Balogun is grateful for online college classes, because she insists that she would never send her son to school with classmates so much older than him. This exchange sparks a memory of a boy I knew in high school. Though he was three years younger than me and my classmates, Eric Sun sat behind me in AP English my junior year. The age gap felt like a lifetime when I was 17. Sun is now 34, married, raising a son and working in cyber security. I reconnected with him recently to ask about his experience as a gifted student. Looking back, he says a lot of things went right for him. “I never had a severe case of bullying, and I had hobbies that matched with older kids,” he says. Sun still has friends from high school, but he admits that he “wouldn’t readily recommend it for another kid.” He understands that online learning has changed things for gifted kids like himself, giving them safe and age-appropriate access to education.

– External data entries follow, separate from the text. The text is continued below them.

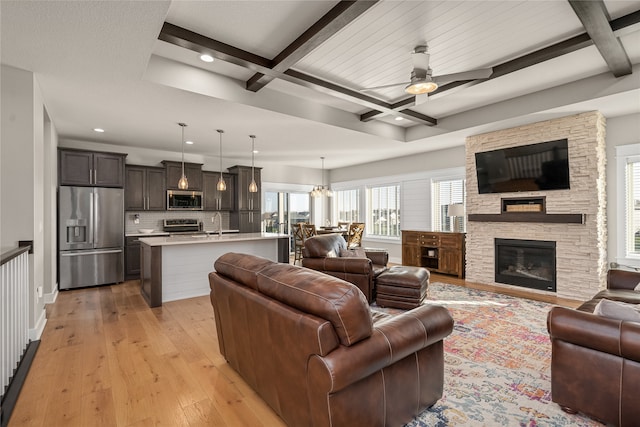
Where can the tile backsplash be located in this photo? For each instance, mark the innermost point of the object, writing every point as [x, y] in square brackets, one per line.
[153, 219]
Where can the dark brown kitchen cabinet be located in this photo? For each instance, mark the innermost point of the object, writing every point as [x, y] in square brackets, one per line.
[193, 172]
[131, 258]
[215, 200]
[440, 252]
[145, 188]
[90, 168]
[247, 216]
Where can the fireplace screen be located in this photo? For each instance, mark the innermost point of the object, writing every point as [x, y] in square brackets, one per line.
[527, 263]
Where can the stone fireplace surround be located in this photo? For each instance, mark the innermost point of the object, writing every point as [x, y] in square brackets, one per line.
[581, 248]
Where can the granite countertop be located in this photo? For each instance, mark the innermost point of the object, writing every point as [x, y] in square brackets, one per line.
[164, 233]
[208, 238]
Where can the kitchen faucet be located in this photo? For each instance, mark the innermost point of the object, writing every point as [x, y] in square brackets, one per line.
[217, 214]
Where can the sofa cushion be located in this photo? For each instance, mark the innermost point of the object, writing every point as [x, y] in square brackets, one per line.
[353, 253]
[618, 310]
[327, 297]
[241, 267]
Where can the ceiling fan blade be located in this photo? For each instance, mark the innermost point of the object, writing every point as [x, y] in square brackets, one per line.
[421, 98]
[483, 73]
[384, 87]
[420, 60]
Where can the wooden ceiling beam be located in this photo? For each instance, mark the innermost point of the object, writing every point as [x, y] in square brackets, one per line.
[554, 51]
[595, 19]
[333, 21]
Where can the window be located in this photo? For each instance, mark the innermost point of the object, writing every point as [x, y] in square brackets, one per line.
[347, 203]
[383, 211]
[632, 206]
[445, 193]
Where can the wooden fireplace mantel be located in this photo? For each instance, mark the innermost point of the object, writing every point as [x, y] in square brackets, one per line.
[540, 217]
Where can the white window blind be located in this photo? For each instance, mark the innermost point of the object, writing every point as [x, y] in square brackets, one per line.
[383, 211]
[445, 193]
[632, 206]
[347, 203]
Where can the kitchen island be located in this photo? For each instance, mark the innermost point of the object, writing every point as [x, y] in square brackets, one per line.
[177, 267]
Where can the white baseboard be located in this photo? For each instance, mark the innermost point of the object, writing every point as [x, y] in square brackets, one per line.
[50, 298]
[36, 333]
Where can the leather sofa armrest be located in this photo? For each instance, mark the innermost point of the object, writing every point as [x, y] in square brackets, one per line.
[622, 279]
[616, 337]
[391, 341]
[378, 257]
[342, 265]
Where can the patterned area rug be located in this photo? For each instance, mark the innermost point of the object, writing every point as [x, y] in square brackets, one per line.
[497, 363]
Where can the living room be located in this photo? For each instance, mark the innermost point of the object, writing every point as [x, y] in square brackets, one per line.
[358, 153]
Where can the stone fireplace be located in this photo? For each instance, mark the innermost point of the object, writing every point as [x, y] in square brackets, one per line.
[574, 219]
[527, 263]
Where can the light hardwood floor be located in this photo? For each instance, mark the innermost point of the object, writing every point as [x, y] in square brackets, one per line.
[107, 359]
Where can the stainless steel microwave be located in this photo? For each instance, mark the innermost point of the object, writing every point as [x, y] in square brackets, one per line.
[184, 200]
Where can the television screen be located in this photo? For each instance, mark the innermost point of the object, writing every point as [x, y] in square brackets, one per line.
[534, 167]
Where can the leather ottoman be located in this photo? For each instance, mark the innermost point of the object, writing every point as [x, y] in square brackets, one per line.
[402, 287]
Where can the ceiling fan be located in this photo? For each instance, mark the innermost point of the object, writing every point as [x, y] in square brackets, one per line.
[423, 82]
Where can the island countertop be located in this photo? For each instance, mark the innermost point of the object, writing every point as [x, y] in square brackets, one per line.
[177, 267]
[207, 238]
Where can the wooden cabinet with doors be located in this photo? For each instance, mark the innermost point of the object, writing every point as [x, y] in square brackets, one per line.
[214, 200]
[145, 188]
[193, 172]
[90, 168]
[440, 252]
[247, 216]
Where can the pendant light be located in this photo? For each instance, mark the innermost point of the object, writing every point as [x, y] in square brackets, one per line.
[221, 186]
[321, 190]
[183, 184]
[253, 187]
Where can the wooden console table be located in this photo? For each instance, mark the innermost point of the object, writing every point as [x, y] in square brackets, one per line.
[440, 252]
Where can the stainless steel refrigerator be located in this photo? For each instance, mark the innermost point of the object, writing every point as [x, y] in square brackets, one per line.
[90, 236]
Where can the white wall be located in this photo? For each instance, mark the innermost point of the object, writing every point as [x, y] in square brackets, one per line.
[22, 189]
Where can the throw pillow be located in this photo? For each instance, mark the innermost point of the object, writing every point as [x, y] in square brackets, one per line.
[618, 310]
[353, 253]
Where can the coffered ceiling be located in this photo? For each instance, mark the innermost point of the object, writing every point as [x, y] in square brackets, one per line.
[295, 73]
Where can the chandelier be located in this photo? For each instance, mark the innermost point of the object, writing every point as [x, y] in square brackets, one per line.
[321, 190]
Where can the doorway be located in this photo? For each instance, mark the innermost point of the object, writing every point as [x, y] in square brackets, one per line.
[282, 210]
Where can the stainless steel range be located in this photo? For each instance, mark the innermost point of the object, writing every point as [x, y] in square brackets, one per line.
[183, 226]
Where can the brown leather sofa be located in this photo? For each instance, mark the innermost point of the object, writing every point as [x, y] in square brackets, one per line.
[595, 361]
[322, 253]
[306, 343]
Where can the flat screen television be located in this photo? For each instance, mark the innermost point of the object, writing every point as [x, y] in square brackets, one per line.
[533, 167]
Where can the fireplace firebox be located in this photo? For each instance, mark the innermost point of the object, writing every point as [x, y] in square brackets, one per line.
[526, 263]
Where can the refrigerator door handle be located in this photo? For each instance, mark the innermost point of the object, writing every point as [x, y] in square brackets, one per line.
[92, 223]
[78, 253]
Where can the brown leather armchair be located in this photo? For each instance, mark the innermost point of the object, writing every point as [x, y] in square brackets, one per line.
[595, 360]
[322, 253]
[306, 343]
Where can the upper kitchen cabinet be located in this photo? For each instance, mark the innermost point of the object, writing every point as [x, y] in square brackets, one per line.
[215, 200]
[193, 172]
[145, 188]
[246, 201]
[90, 168]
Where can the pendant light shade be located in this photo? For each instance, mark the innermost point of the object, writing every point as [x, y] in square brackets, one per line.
[321, 190]
[183, 184]
[253, 187]
[221, 186]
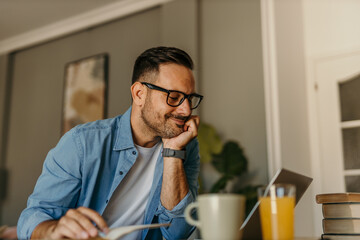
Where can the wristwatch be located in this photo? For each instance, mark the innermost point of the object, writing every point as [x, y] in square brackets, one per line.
[168, 152]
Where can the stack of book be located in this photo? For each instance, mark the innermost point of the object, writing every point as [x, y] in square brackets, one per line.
[341, 212]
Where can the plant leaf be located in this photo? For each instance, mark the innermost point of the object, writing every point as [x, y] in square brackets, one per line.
[209, 142]
[220, 184]
[231, 161]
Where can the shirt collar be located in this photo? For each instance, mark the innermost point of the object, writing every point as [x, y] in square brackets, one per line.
[124, 137]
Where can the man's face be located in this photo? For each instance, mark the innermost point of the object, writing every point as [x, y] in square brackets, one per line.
[163, 120]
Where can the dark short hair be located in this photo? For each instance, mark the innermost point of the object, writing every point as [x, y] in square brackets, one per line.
[150, 60]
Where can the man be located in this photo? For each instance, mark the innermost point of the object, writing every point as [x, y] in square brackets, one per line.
[138, 168]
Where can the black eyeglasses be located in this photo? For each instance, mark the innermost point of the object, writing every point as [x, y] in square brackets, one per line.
[176, 98]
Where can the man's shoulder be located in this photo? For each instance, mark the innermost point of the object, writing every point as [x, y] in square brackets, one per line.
[102, 125]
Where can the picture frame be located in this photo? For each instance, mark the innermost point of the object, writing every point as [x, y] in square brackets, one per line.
[85, 91]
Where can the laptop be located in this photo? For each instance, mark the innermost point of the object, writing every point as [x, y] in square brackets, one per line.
[251, 225]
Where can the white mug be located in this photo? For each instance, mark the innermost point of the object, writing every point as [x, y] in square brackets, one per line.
[220, 216]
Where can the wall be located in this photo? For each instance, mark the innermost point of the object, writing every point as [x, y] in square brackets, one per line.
[3, 88]
[306, 30]
[294, 134]
[232, 77]
[226, 47]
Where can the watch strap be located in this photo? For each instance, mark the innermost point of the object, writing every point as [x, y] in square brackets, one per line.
[168, 152]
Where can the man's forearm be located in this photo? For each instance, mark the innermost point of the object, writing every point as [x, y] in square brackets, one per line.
[44, 229]
[174, 185]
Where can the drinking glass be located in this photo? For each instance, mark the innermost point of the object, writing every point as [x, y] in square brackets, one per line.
[277, 204]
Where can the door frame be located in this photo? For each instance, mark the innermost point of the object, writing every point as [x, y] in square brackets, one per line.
[313, 65]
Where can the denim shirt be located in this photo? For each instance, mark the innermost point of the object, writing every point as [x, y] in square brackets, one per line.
[85, 168]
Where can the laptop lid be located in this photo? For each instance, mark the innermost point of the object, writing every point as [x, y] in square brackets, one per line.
[251, 225]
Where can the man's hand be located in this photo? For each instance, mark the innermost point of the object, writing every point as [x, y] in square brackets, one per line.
[190, 132]
[76, 223]
[175, 186]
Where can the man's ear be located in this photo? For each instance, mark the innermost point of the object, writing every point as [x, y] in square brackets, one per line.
[138, 93]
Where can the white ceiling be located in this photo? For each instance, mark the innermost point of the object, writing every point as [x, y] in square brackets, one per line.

Sun explains that with an accelerated education, some doors do get shut, like dating or joining sports teams, but he understands that most parents will make that sacrifice. “From the social aspect," he says, “I was quite lucky.”
Balogun isn’t concerned with the social aspect of David’s education, or him having age-appropriate relationships. David never had thriving friendships with children his own age, she explains, and what he wants the most is to be intellectually challenged. “When you have a brain that in first grade can understand things beyond the teacher's knowledge, it’s very hard to connect with other kids — they’re trying to figure out the alphabet and my son is reading on a third grade level,” she notes. She doesn’t see any need for her child to conform to societal norms or the expectations of outsiders. “There is no limit for him,” she says.
When I speak to Cynthia Adinig, another parent to a gifted child, she elaborates on what Balogun says about raising a gifted child outside of the normal range of expectations. She says that she must “trust that the values I instill in him and the love of learning that I foster will be more than enough for him to become a successful adult, regardless of how far removed that looks from tradition. Especially in communities of color.”
Adinig reports that her son Aiden became a Mensa member at 5 years old and is internationally known as a prodigy in chess and math. "I believe my job as a parent is to make sure he doesn't frustrate himself from his perfectionism and high goals," she says. "To show him that his effort, and lessons learned in the journey of learning, is more valuable than perfection.”
Both parents understand that racism and ageism can work against their children, and they must be champions for them. When Aiden was only a baby his mother joined an online gifted kids support group to prepare for what might lie ahead for her son, and when he was older she scheduled playdates with local gifted kids of color in their area. “Aiden loved them all,” she says. “He is very charismatic.”
Another Mensa mom, JoAnn Icao-Muyskens, says that her gifted daughter Sky, 11, is a social kid and has many friends. Like the other moms I spoke with, Icao-Muyskens believes it is important to let her child choose her own path when it comes to her education. “We suggest, we encourage, but we don’t force her to do anything she doesn’t like,” she says. When I ask her advice for other parents who may be discovering that their child is gifted, she says, “It is best that they get the right level of education they need, because if you do not continue to challenge them, they might end up using that energy into something that is not good for them.”
Balogun’s advice is that parents with gifted children should believe in them, and worry less about outside opinions or expectations. “I had to move past the norms expected of myself and my son,” she says, adding, “I never taught my son that he is smarter. I taught him that his brain works differently.”